Japan's government uses Minecraft to show off a huge, real-world infrastructure project

Mojang/国土交通省 九州地方整備局 via YouTube.

A branch of Japan's government has used Minecraft to demonstrate how it plans to build a real-world dam.

As Automaton Media reports, a YouTube account linked to Japan's Ministry of Land, Infrastructure, Transport, and Tourism has uploaded the video just below. The video's title is 'We tried making the Tatsuno Dam in Minecraft!' because it's actually a recreation of a real-world dam project currently underway in Kumamoto, Japan.

In just over a minute, the YouTube video gives viewers a bird' s-eye view of what the Tatsuno Dam will look like when it's eventually completed. The dam is fully there in its finished form, and the Minecraft recreation has even factored in the surrounding landscape and vegetation on either side of the dam once it's been completed.

The brief video is quietly very funny - it's got a 'homemade' vibe to it, what with the Apple desktop bar still very clearly visible at the top of the screen. Certain sections were seemingly recorded at eight in the evening - please stop working and go home, Ministry of Land, Infrastructure, Transport, and Tourism worker! 

According to Automaton Media, the video has caused a bit of a stir in the Japanese online community, with some jumping to praise the detail displayed in the recreation. It's even got people speculating about the hardware the dam was reconstructed on, since there's a lot of pop-in during the presentation.

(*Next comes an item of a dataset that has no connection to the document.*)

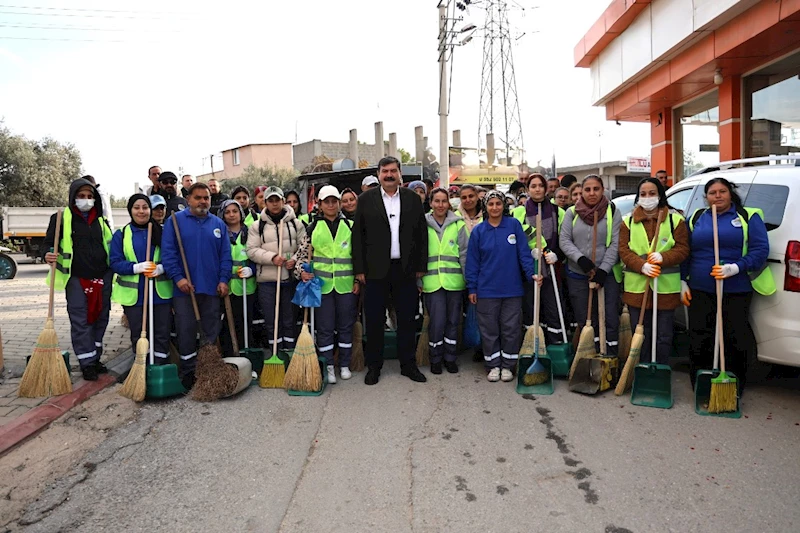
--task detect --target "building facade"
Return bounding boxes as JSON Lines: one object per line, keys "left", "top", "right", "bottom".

Tatsuno Dam will apparently be up and operational in the real world at some point next year in 2024. Nagano Prefecture already has plenty of dams, from a cursory Google search, but it looks as though Tatsuno Dam will stand head and shoulders above these smaller counterparts once it's finished.

Last month, Minecraft became the first game to sell over 300 million copies ever, and we wonder how many of those copies have been purchased by Japanese government workers.